We think of Slack channels as the lovechild of satellite television and the local librarian. With a few exceptions, channels should be topical, generally focused, and in abundance. This keeps them searchable and as easy to find information as a book in the library. By using more channels, you’re less likely to post everything in #general, and you can choose when and what you want to be a part of.
For example, user story #314 in HuBoard needs collaboration from the support, design and development teams today. Perfect! Create the channel #iss314 and discuss all aspects of the issue in one place > When you’re done, just archive it away to find at a later date.
Archiving is a great feature of Slack, and something we didn’t make enough use of when we started to use the product. It gives us the ability to keep things focused and easily find things when we need them. But, to get the most out of archiving we need to be using channels to our advantage.

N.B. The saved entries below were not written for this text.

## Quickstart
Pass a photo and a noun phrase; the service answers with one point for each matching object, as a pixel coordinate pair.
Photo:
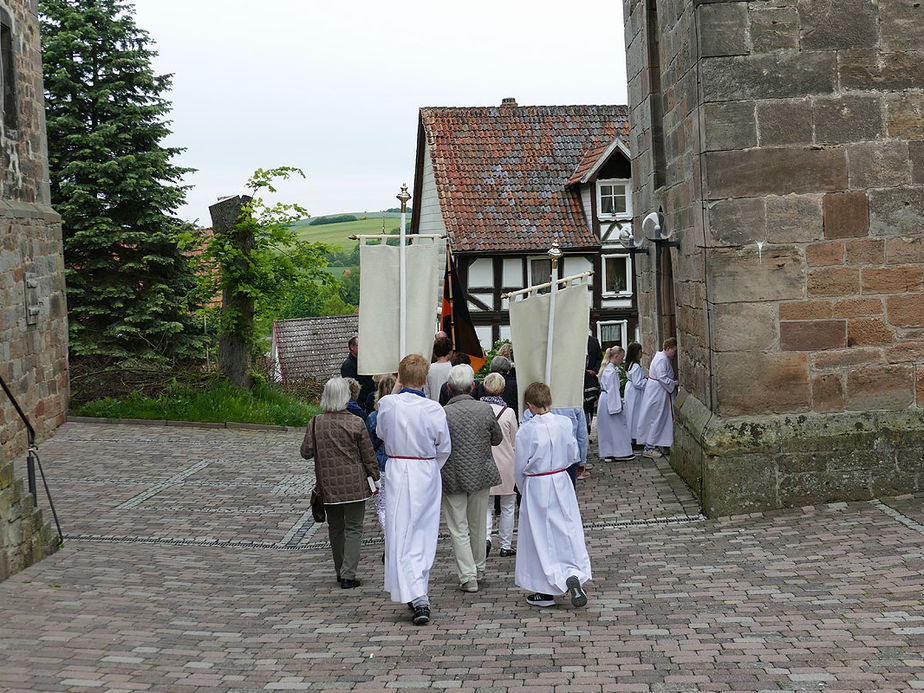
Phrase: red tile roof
(502, 173)
(313, 347)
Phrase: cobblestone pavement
(192, 565)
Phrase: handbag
(317, 505)
(317, 498)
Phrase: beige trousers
(465, 515)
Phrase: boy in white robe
(551, 554)
(416, 436)
(656, 418)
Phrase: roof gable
(502, 173)
(594, 160)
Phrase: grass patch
(219, 401)
(338, 234)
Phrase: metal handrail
(32, 459)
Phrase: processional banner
(379, 303)
(529, 331)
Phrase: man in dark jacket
(468, 475)
(348, 369)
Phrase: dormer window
(614, 199)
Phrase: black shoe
(421, 615)
(578, 596)
(539, 599)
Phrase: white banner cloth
(379, 300)
(529, 332)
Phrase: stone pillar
(24, 538)
(234, 351)
(795, 182)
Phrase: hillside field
(338, 234)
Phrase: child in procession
(551, 554)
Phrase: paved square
(192, 564)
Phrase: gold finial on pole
(555, 253)
(403, 197)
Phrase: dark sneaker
(421, 615)
(578, 596)
(538, 599)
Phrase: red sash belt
(557, 471)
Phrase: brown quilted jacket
(343, 456)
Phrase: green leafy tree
(112, 181)
(271, 268)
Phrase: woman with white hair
(503, 457)
(468, 475)
(343, 462)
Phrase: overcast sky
(334, 87)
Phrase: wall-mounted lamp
(627, 240)
(654, 231)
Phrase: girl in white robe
(416, 439)
(635, 387)
(613, 439)
(551, 554)
(656, 420)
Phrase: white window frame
(624, 330)
(627, 186)
(530, 280)
(605, 292)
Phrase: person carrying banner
(417, 443)
(551, 554)
(656, 418)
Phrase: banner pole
(554, 254)
(403, 196)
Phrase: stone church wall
(783, 143)
(33, 310)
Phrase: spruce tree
(112, 181)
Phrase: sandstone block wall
(24, 538)
(791, 135)
(33, 310)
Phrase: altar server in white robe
(656, 418)
(635, 387)
(613, 439)
(551, 555)
(416, 438)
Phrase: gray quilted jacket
(473, 430)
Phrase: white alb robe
(656, 418)
(412, 427)
(635, 389)
(550, 547)
(612, 425)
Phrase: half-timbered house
(504, 182)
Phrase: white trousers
(505, 524)
(465, 513)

Don’t be afraid to create new channels, but do respect people’s time. With this in mind it makes even more sense for us to keep our channels topical. If I return with coffee and see this awaiting me,
I’m much more likely to read the messages if they’re in our topical channel #iss314, than if they’re in #random. I also benefit from being able to quickly get up to speed with my colleagues after a holiday if I can quickly mark as read the messages I know are less important — freeing up time for the things that need my focus.
Also, consider working preferences and hours. We create a lot of ‘break-out’ channels, a useful way to share ideas and catch up after the weekend. But not everybody shares the same interests, is in the same room (or even time zone) when a /giphy war breaks out. You may be having a quick break in your office, but your colleague might be trying to demo your product and an @name notification with “/giphy fail” may not be appropriate.
So in summary, use channels loosely; allow your team to choose the ones they join and create new ones when they want. Don’t be offended when someone leaves, they’ll come back when they want. Oh, and remember to archive to keep it all tidy.
On the course of our journey with Slack we’ve used direct messages less and less. We’re a small and growing team and we’re pretty open with what we chat about. We’re also separated by roughly the distance of eight Neutron Stars lined end-to-end, so communication is key. And, when you think about it, it’s logical to share conversations in channels for many reasons. Channels can be archived easily, whereas direct messages are living documents that change content and topic often; making it hard to find information when you need it. Direct messages also make it harder for you to learn collaboratively. For example, our iOS development team currently includes two developers, and obviously we have articles and code snippets we want to share which we know is of little interest or relevance to the rest of our team. A direct message between the two of us seems logical, right? That’s what we thought, but we soon realised we were wrong. What happens when we get a third developer, or what happens to all our chats about the latest tech products, smartphones, and wearables? It all gets lost. Not all the developer conversations are useful to the rest of our team, but some parts are, and they’re definitely a good starting point for a new developer who joins our team.
So, to rectify this we simply move things to channels. In our case we created a channel for each coding language, an apps review channel, a channel for discussing the latest tech, research channels, and a snippets channel. This approach keeps things topical and easily searchable. Any new developer can get up to speed with resources in the coding channels and it turns out more than just the developers are interested in tech, so we get more lively and interesting chats in those other channels.
Having mentioned the above, there is still a good place for direct messages:
“@rich, flat white or filter?”
We use the private groups of Slack as a stepping stone between direct messages and channels. They have the benefit of being expandable, i.e. a member can invite others to the group, but they still remain private. In our situation we’ve found this useful when dealing with confidential information — when discussing potential candidate CV’s, for example — but we still resort to channels for the majority of our conversations.
We’re still on a journey with Slack, and it’s important to remember that things change. Slack has hugely changed how we communicate, and I’m sure we will continue to tweak our workflow to get the most out of the tools we use.